Father feignit de ne pas comprendre et reprit :
— Le réseau d’intérêts qui s’enchevêtrent dans la City ressemble à une sorte de filet géant. J’aurais des maux de tête épouvantables s’il me fallait en débrouiller les mailles. J’imagine que le Bertram est censé appartenir à une société anonyme, mais c’est vous qui en êtes le vrai propriétaire. Aussi simple que cela. Je ne me trompe pas, n’est-ce pas ?
— Moi et mes associés sommes, en effet, derrière l’affaire, comme l’on dit.
— Vos associés ? Qui sont-ils donc ? Vous et un de vos frères, j’imagine ?
— Mon frère Whilelm s’est associé à moi dans cette entreprise. Vous comprendrez que l’hôtel Bertram n’est qu’une partie des nombreux hôtels, bureaux, clubs et autres établissements que nous dirigeons.
— Y a-t-il d’autres associés en dehors de votre frère et vous ?
— Lord Pomfert, Abel Isaacstein. (Hoffman éleva soudain la voix et, d’un ton sec :) Avez-vous vraiment besoin de connaître tous ces détails pour retrouver un ecclésiastique disparu ?
Father hocha la tête et prit un air désolé.
— Non, bien sûr. Je suppose que ce n’est que de la simple curiosité. La recherche de mon ecclésiastique m’a mené au Bertram, lequel a éveillé mon intérêt. On passe facilement d’une chose à une autre.
— Je le crois. À présent, votre curiosité est-elle… satisfaite ?
— Il vaut toujours mieux s’adresser à Dieu qu’à ses saints.
Father se leva.
— Il y a cependant encore un problème que j’aimerais bien résoudre… mais je ne pense pas que vous puissiez m’aider.

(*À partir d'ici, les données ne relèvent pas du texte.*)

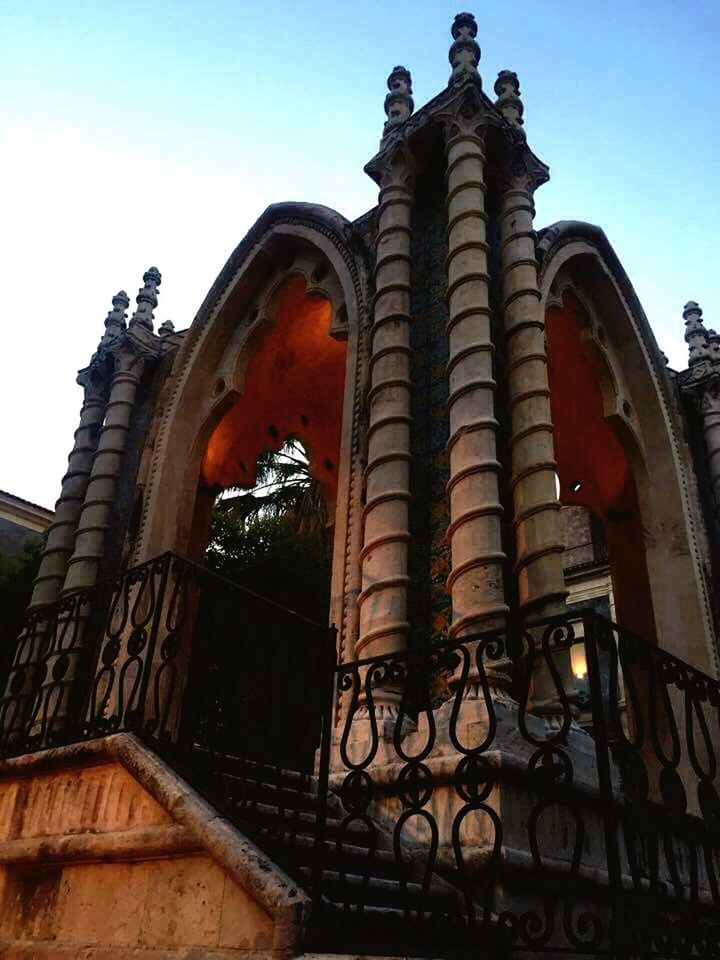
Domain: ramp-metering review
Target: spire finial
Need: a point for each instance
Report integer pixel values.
(147, 299)
(507, 88)
(696, 336)
(115, 320)
(399, 103)
(464, 53)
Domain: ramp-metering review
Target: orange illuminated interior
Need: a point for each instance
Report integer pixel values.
(293, 387)
(592, 463)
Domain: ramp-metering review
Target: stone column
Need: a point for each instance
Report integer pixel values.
(536, 520)
(96, 515)
(383, 599)
(95, 518)
(477, 557)
(61, 535)
(704, 362)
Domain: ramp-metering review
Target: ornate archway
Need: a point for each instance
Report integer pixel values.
(609, 372)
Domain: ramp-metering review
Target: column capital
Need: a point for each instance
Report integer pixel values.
(95, 382)
(507, 88)
(464, 53)
(396, 166)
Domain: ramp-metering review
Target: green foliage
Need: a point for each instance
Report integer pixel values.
(16, 579)
(273, 539)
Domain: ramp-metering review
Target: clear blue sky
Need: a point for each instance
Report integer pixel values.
(136, 133)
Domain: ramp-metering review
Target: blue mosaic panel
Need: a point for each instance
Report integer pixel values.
(429, 557)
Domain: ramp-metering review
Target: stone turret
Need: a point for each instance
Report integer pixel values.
(464, 53)
(696, 336)
(507, 88)
(399, 103)
(147, 300)
(115, 320)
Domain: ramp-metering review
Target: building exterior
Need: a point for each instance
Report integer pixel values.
(506, 742)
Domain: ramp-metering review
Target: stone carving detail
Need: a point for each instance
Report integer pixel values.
(115, 321)
(696, 336)
(147, 300)
(129, 353)
(507, 87)
(399, 103)
(464, 55)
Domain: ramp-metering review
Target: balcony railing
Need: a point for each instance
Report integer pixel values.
(436, 799)
(463, 774)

— Quoi ? demanda Hoffman, méfiant.
— Où le Bertram déniche-t-il son merveilleux personnel ? Ce type, par exemple… Henry, celui qui ressemble à un archiduc ou à un évêque ? Il vous sert du thé et des muffins… les meilleurs muffins de Londres. Il semble n’avoir fait que cela toute sa vie.
— Vous aimez les muffins bien beurrés ?
Les yeux de Mr Hoffman regardaient la large silhouette de Davy avec un certain dédain.

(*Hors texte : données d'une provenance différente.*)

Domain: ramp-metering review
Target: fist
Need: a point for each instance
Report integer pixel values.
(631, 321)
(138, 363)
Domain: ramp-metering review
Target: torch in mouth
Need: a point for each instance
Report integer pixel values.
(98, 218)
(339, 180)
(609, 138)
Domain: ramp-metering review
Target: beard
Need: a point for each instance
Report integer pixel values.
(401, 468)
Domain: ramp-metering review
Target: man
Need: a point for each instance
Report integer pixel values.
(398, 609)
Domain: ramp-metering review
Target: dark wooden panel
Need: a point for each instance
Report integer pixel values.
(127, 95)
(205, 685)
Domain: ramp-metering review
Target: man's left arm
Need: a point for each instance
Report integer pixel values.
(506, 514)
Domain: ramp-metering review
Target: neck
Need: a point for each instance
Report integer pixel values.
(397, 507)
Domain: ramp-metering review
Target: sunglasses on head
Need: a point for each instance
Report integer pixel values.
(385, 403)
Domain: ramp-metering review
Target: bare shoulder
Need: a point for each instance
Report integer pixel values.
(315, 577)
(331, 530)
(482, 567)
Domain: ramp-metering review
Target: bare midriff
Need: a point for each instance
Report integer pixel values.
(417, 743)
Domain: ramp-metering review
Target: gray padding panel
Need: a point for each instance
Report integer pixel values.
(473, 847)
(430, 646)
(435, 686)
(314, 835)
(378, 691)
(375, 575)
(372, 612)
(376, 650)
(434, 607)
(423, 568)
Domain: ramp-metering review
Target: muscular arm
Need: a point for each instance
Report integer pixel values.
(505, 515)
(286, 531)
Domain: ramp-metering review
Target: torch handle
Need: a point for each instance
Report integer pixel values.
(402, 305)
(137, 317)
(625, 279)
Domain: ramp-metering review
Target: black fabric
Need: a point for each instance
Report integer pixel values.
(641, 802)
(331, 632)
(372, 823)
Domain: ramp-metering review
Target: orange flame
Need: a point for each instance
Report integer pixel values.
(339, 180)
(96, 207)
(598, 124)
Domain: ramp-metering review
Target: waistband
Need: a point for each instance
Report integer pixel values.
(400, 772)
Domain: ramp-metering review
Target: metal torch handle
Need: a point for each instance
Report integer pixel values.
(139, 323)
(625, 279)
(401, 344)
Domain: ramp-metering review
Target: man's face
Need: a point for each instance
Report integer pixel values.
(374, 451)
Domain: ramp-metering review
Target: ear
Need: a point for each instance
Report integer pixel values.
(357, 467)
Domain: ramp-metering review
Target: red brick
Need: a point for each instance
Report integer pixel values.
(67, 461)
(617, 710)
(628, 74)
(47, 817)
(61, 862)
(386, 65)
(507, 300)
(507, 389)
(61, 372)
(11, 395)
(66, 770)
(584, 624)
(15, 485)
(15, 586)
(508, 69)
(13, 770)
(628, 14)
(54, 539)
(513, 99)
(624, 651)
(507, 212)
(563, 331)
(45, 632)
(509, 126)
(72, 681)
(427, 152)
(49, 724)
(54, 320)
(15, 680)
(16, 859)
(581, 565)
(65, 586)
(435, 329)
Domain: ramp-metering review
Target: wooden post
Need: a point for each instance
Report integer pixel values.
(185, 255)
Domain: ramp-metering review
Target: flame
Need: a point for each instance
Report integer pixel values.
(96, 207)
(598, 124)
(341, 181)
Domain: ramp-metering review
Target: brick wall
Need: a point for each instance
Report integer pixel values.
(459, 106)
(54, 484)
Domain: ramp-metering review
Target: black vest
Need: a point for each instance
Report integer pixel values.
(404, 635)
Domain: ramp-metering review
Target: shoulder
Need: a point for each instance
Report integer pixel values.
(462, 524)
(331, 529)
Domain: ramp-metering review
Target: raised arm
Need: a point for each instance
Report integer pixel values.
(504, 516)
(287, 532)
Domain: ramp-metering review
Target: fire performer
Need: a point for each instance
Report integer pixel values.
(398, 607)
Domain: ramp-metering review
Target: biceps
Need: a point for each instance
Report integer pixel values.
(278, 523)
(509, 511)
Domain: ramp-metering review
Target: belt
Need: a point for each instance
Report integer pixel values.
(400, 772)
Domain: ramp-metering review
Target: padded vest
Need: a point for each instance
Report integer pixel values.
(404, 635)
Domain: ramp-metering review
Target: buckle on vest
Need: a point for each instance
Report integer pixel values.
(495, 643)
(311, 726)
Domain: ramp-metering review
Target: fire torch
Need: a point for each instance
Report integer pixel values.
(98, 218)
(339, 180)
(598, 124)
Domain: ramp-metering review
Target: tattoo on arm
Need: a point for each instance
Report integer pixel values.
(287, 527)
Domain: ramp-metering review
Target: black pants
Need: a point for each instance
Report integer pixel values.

— Je l’avoue. Eh bien ! je ne veux pas vous retenir plus longtemps. J’imagine que vos minutes sont précieuses.
— Non, je ne suis pas occupé. Je ne laisse pas le travail absorber tout mon temps. J’ai des goûts campagnards. Je suis surtout heureux parmi les fleurs de mon jardin et au milieu de ma famille à laquelle je suis très attaché.
— Vous avez raison et j’aimerais bien vivre de la sorte.
Mr Hoffman sourit et se leva pesamment pour serrer la main de son visiteur.
— J’espère que vous retrouverez bientôt votre ecclésiastique.
— Oh ! j’ai dû mal m’expliquer. Il a été retrouvé… une histoire sans le moindre intérêt. Il a eu un accident de voiture et souffre de contusions… rien de plus.
Father marcha jusqu’à la porte, puis se retourna brusquement pour demander :
— Au fait, lady Sedgwick est-elle un de vos associés ?
— Lady Sedgwick ?… Non. Pourquoi le serait-elle ?
— Je disais cela au hasard. Elle n’est donc pas sociétaire ?
— Je… je crois, oui.
— Eh bien ! au revoir, Mr Hoffman. Merci beaucoup.
Father retourna au Yard et directement chez son chef.
— Les deux frères Hoffman ont un rapport étroit avec le Bertram. Ils le financent.
— Quoi ? Ces canailles ? s’exclama Sir Ronald.
— Oui. Et Robert Hoffman n’a pas semblé très content que nous soyons au courant. Je crois lui avoir donné un choc.
— Comment a-t-il réagi ?
— Il a essayé, sans trop insister, d’apprendre comment j’étais au courant.
— Et je suppose que vous ne lui avez rien révélé ?
— Certainement pas !
— Quel prétexte avez-vous invoqué pour aller le trouver ?
— Aucun.
— Il n’a pas trouvé cela étrange ?
— Sûrement, si. Je suis assez satisfait de cette visite.
— Si les Hoffman sont dans le coup, cela expliquerait pas mal de choses. Nous savons qu’ils ne se mêlent jamais aux actions criminelles, mais ils les financent.
— Whilelm s’occupe de la question bancaire, en Suisse. Il a été impliqué dans cette histoire de fausse monnaie qui eut lieu après la guerre… Nous le savions, mais nous n’avons rien pu prouver. Ces deux frères contrôlent une énorme fortune dont ils se servent pour soutenir toutes sortes d’entreprises… légales ou non. Mais ils sont prudents et connaissent toutes les ficelles du métier. Le courtage de diamants, que dirige Robert, est irréprochable.
— Pensez-vous que ce soit Hoffman qui organise les hold-up sur lesquels nous travaillons ?
— Non. Je suis persuadé que les frères Hoffman ne s’occupent que de la question financière. Il nous faut chercher ailleurs l’organisateur.